Philippine music television program

Myx Live! is a music television program broadcast by Myx Global. Premiered on February 19, 2002, the show features live performances from local and international artists across various music genres in an intimate concert format. It originally aired during the 2000s and was hosted by Jett Pangan of The Dawn.

==Premise==
The program showcased performances from various Filipino artists and bands, including Chicosci, Sugarfree, Kamikazee, Gloc-9, Paraluman, Hilera, and Mayonnaise. In 2014, the show was described by Myx as "an intimate, private concert in the comfort of your home" featuring weekly showcases of bands and solo performers.

==Revival==
===Season 1===
On September 22, 2022, Myx Live! returned with a new season as part of Myx Global's expanded digital programming initiatives. The revived format retained the show's signature one-camera performance setup while incorporating mini-interviews and behind-the-scenes segments. According to Myx head Miguel Llanera, the revival aimed to bring back "a staple show that's been on Myx for a while" while introducing a refreshed presentation with new artists and aesthetics.
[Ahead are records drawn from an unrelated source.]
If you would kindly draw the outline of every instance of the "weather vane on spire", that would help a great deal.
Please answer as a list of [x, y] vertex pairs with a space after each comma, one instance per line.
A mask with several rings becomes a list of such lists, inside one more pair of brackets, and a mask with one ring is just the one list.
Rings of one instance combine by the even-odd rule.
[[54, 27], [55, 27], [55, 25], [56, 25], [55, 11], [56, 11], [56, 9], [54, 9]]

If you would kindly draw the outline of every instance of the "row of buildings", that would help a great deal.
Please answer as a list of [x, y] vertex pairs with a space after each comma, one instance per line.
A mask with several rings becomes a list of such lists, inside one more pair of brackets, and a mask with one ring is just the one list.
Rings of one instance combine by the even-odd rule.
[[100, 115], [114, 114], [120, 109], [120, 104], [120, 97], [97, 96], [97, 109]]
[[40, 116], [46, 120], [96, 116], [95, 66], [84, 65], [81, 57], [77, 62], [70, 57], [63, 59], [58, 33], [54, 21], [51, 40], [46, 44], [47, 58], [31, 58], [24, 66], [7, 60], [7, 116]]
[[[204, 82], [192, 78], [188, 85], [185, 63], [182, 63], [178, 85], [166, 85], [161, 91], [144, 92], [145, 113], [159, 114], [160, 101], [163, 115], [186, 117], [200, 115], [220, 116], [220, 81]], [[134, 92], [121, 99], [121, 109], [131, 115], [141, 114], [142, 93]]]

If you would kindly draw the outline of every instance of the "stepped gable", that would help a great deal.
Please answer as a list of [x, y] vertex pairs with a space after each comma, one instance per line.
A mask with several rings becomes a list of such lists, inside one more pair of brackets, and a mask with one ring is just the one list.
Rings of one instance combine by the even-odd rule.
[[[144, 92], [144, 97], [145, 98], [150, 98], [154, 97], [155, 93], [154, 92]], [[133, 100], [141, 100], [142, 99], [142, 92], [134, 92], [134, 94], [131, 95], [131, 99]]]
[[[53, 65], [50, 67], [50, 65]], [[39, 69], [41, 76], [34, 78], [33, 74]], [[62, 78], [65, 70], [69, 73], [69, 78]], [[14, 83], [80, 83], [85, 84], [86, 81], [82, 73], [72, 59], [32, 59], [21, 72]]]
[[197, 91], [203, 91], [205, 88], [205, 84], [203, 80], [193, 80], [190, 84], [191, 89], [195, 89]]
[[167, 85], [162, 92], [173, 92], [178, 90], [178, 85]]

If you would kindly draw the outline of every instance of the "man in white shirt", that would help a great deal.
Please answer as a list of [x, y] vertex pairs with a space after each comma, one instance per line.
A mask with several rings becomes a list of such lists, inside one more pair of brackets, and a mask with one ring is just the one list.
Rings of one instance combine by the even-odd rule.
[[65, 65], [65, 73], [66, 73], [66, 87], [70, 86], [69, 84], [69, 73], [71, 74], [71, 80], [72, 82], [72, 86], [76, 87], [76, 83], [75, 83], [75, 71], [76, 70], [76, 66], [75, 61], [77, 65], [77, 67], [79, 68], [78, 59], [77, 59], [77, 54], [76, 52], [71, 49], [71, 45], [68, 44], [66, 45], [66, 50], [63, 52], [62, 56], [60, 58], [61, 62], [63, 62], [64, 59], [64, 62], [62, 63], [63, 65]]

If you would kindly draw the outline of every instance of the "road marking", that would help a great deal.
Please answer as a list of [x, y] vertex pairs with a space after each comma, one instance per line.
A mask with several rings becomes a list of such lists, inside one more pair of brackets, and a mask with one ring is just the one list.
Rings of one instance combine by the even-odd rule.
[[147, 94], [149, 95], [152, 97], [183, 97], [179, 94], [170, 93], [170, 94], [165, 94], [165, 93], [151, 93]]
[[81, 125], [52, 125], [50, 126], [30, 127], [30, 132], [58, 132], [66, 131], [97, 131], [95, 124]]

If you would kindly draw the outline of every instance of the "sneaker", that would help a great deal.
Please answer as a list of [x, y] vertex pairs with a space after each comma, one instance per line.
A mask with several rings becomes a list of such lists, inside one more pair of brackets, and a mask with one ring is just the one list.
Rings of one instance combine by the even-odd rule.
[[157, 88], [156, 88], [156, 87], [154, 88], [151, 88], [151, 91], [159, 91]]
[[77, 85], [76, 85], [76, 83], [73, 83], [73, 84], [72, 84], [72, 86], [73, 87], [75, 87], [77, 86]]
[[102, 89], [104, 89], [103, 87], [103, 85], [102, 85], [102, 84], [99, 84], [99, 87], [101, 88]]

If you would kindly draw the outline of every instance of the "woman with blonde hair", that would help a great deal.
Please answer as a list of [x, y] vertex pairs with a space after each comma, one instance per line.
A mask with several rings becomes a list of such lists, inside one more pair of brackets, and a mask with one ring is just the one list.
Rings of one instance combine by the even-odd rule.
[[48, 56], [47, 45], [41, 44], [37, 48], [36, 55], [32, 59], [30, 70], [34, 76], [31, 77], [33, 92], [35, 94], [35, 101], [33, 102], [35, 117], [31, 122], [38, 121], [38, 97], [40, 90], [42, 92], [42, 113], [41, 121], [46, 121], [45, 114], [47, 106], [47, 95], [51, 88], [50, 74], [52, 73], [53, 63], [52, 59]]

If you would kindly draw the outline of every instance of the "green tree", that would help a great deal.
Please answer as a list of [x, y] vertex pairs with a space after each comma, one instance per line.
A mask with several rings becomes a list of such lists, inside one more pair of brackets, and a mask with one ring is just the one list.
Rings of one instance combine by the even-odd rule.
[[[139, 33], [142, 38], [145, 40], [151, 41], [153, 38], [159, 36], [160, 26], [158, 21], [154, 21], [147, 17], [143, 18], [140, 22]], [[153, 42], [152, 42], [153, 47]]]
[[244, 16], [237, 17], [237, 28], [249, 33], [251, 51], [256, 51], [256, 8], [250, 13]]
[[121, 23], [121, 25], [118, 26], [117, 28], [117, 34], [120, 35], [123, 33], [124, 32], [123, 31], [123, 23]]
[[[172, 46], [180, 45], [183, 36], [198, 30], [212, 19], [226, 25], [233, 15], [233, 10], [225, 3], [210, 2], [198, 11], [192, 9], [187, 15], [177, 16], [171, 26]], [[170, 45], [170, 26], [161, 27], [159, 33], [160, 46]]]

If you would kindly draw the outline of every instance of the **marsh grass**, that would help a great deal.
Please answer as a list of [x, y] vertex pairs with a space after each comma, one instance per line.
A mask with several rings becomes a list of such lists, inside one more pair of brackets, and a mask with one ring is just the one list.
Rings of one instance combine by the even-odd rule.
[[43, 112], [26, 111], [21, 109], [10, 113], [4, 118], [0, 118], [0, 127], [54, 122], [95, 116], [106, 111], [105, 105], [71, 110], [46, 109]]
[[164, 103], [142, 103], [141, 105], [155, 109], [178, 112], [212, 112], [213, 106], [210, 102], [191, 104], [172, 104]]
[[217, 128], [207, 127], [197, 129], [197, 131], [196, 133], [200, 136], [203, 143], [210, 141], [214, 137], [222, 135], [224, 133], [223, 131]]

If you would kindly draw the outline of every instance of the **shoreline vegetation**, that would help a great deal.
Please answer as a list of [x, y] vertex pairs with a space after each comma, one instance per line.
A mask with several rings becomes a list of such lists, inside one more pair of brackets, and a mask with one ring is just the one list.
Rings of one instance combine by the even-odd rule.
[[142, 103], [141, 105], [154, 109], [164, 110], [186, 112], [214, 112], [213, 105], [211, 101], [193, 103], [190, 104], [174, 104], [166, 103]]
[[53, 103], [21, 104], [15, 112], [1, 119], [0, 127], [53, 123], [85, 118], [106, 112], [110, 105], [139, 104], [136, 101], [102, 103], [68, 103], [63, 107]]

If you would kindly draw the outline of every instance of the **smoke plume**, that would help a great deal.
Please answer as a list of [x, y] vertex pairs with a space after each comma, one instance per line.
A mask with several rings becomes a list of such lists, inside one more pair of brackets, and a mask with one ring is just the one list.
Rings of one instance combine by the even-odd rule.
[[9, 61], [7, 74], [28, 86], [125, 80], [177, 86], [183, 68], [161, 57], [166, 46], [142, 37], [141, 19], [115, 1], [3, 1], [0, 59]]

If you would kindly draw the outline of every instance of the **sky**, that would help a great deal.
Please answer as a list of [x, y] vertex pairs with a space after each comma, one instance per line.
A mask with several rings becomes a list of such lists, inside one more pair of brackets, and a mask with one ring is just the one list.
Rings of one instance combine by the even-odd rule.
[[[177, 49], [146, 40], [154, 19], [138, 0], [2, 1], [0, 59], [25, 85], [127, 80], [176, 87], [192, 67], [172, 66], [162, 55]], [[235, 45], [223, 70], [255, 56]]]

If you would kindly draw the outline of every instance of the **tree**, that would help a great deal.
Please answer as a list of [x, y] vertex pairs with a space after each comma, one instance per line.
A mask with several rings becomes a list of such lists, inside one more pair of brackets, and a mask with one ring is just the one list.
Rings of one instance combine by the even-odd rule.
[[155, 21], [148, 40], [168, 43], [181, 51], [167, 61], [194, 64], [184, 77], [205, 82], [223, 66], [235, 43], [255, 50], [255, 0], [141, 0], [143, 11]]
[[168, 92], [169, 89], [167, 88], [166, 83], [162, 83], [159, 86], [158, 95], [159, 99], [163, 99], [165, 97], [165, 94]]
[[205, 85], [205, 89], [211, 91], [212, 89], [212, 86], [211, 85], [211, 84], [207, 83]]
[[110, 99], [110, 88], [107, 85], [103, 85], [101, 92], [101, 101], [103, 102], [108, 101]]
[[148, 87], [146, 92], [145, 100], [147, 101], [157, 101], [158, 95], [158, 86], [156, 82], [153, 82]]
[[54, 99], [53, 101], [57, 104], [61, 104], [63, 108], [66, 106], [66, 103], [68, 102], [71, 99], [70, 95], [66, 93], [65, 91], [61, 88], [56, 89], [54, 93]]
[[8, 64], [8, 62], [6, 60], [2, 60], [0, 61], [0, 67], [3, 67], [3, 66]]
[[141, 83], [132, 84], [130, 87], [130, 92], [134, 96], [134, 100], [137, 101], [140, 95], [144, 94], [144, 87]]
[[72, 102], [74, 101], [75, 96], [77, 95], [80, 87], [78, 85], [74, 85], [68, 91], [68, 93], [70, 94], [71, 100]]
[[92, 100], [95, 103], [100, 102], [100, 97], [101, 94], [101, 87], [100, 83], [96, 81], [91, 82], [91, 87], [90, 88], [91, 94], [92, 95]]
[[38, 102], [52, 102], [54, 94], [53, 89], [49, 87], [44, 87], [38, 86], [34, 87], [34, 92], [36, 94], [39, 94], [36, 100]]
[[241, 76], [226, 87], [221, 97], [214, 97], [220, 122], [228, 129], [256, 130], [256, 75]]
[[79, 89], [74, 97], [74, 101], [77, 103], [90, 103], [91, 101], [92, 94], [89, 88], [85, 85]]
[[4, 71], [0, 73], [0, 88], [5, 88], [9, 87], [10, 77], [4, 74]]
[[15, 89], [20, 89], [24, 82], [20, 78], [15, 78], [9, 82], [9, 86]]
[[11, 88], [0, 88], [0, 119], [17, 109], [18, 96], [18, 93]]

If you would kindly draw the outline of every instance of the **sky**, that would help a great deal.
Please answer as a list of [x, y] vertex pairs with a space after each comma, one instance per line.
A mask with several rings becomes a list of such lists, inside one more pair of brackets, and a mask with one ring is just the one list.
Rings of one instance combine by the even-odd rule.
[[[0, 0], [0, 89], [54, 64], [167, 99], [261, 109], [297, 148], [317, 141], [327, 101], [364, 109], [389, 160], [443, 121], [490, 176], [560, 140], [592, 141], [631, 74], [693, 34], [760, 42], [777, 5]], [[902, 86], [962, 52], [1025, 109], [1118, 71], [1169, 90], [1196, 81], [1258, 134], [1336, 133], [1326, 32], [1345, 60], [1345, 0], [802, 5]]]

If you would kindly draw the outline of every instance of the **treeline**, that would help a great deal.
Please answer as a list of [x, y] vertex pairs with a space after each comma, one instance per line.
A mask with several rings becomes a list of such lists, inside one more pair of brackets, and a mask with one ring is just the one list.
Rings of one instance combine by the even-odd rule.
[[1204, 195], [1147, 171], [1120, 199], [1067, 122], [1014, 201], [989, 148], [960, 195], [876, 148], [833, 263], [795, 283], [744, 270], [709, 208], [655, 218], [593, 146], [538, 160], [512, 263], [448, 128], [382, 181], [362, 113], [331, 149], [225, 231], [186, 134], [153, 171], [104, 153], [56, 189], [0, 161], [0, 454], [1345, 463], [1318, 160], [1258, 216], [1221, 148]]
The new season featured local and international artists including Magnus Haven, Alamat, and Clara Benin.

===Season 2===
Further information about this season is currently unavailable.

===Season 3===
The third season of Myx Live! premiered on September 15, 2023. The season featured performances by Ben&Ben, Sugarcane, Kaia, Maki, Last Section, PlayerTwo, Leanne & Naara, and Rob Deniel.

===Season 4===
The fourth season of Myx Live! premiered on September 5, 2024.

Season 4 also introduced a more artistic visual approach, encouraging featured artists to incorporate creative fashion, style, and imagery into their performances.

==Accolades==

Accolades received by Myx Live!
| Year | Award | Category | Recipient | Result | Ref. |
|---|---|---|---|---|---|
| 2005 | 14th KBP Golden Dove Awards | Best TV Culture and Arts Program, National Category | Myx Live! | Won |  |

On October 25, 2005, Myx Live! won as Best TV Culture and Arts Program, National Category in the 14th KBP Golden Dove Awards. The winning episode was the Great Original Pilipino Music, which featured the San Miguel Philharmonic Orchestra, the San Miguel Master Chorale with its artistic and executive director Ryan Cayabyab. This was made possible by the San Miguel Foundation for the Performing Arts and Sony BMG.